Industria de Diseno Textil SA said Wednesday that sales and earnings grew strongly in the first quarter of its fiscal year despite store closures in China and the effects of the Russia-Ukraine crisis.

The Spanish fashion giant ITX, +1.00% booked quarterly sales of 6.74 billion euros ($7.22 billion) in the February-April period, beating the EUR6.29 billion expected by analysts, according to a poll of estimates taken from FactSet. Sales rose 36% from a year earlier.

Sales growth was strong across geographies, except those affected by restrictions, Inditex said. In China, 67 stores were subject to lockdowns in the quarter, but only four now remain closed, the company said.

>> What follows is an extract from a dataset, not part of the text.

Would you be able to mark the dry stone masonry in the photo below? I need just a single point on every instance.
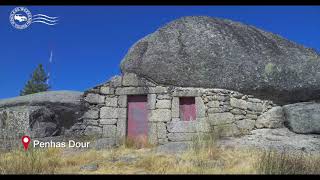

Earnings before interest and taxes nearly doubled on year to EUR1.03 billion as the operating margin climbed several points to 15.3% on a gross margin that rose to 60.1%, the highest level in a decade, the owner of Zara and other fashion brands said.

Net profit increased to EUR760 million, despite the company booking a charge of EUR216 million relating to expected costs this year in Russia and Ukraine, Inditex said. The group earlier this year closed all stores and operations in Russia following the invasion of Ukraine.

The new quarter has begun strongly, the company said, with sales to June 5 rising 17% organically.